From the roof of the building, another flight of steps led up to rejoin the steeply graded road that coiled up past the coolie quarters to the house above.

“Yes.” she said calmly. “They couldn’t steal anything that’d be worth much to them, but they’d get horribly drunk on the alcohol and then anything could happen.”

Just beyond the barracks one of the Malays overtook them to open the gate in a nine-foot fence topped with barbed wire which crossed the road and stretched straight around the hill.

“You’re now in our inner fortress,” she said. “It’s locked at night, and patrolled, and we’ve got floodlights we can turn on, and if the Commies try to attack we can put up quite a fight. But I hope there won’t be any of that while you’re here.”

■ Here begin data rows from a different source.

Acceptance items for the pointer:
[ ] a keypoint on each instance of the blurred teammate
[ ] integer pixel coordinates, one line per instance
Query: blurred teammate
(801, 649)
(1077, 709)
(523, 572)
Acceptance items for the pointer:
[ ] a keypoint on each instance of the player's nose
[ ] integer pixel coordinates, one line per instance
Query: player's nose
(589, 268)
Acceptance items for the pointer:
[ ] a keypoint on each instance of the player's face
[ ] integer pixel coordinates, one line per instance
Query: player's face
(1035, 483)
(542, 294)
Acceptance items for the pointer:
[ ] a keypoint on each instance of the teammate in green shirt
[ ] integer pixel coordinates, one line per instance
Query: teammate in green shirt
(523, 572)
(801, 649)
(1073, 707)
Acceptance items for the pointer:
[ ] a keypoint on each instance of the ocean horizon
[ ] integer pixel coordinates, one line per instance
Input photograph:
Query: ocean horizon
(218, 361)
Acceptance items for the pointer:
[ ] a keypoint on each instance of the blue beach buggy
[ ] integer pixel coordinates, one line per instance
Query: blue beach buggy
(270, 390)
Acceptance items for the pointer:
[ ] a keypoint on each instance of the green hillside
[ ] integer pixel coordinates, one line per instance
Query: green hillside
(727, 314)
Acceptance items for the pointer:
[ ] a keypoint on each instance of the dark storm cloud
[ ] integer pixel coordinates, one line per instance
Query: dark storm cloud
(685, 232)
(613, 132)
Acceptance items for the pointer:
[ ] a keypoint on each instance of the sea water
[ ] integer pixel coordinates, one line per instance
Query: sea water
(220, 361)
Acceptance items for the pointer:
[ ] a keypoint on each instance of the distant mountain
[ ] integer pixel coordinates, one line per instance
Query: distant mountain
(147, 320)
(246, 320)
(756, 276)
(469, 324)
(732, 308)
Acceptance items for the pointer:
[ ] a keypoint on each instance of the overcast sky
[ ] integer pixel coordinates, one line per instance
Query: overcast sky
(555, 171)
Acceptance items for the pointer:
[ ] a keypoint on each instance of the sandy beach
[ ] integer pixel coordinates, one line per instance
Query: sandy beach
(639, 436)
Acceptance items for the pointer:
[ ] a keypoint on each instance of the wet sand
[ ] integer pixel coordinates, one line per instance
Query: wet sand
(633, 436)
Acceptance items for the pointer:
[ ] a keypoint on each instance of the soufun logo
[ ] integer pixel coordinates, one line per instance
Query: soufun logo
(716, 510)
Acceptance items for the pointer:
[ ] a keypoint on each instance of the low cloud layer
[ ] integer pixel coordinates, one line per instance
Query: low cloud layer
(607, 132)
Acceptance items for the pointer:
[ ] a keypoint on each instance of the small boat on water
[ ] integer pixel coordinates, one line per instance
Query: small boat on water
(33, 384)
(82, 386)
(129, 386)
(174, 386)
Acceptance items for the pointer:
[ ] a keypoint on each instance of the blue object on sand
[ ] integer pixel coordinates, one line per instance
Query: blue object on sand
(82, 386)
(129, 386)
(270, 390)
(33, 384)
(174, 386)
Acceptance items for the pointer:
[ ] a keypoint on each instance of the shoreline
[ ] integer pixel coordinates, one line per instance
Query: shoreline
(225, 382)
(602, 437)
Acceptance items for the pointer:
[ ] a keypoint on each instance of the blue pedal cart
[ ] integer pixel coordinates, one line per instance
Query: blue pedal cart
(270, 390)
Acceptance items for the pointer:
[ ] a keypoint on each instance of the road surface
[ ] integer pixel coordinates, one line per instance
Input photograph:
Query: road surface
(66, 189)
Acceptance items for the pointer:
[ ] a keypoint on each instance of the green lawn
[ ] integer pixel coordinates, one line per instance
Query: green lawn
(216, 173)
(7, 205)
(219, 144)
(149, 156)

“I’m not worried,” said the Saint. “I’ve seen it in the movies. The good guys always win.”

She did not even seem to be hot when they reached the house and she led the way up the steps to the screen door in the center of the verandah. A little way along one wing of the verandah she opened another door, disclosing a bedroom where the Chinese boy was already unpacking the Saint’s bag.

“This is your room,” she said. “I hope you’ll be comfortable.” There was an automatic in a shoulder holster which the boy had taken out of the suitcase and placed neatly on the bedside table. Mrs Lavis picked it up, examined it cursorily, and handed it to the Saint. “I don’t want to sound jittery, but while you’re here you ought to get in the habit of not letting this out of reach.” Simon weighed the gun in his hand.

“I hope I won’t be just a nuisance to you,” he said.

“Not a bit,” she said. “I expect you’d like to have a shower and freshen up. Charles Farrast is out with the coolies now, but they’ll be knocking off soon. We always meet on the verandah for stengahs at six. And whatever you’ve seen in the movies, we don’t usually dress for dinner.”

“Major Ascony sent you the usual greetings,” Simon remembered, “and he said he’d be coming to see you as soon as he could get away for a few days.”

“That’ll be nice.”

“He told me about your husband having been ill. How’s he coming along?”

She turned in the doorway.

“My husband died early this morning, Mr Templar. That’s what I was sending Vernon the wire about. We buried him shortly before you got here. In the tropics you have to do that, you know.”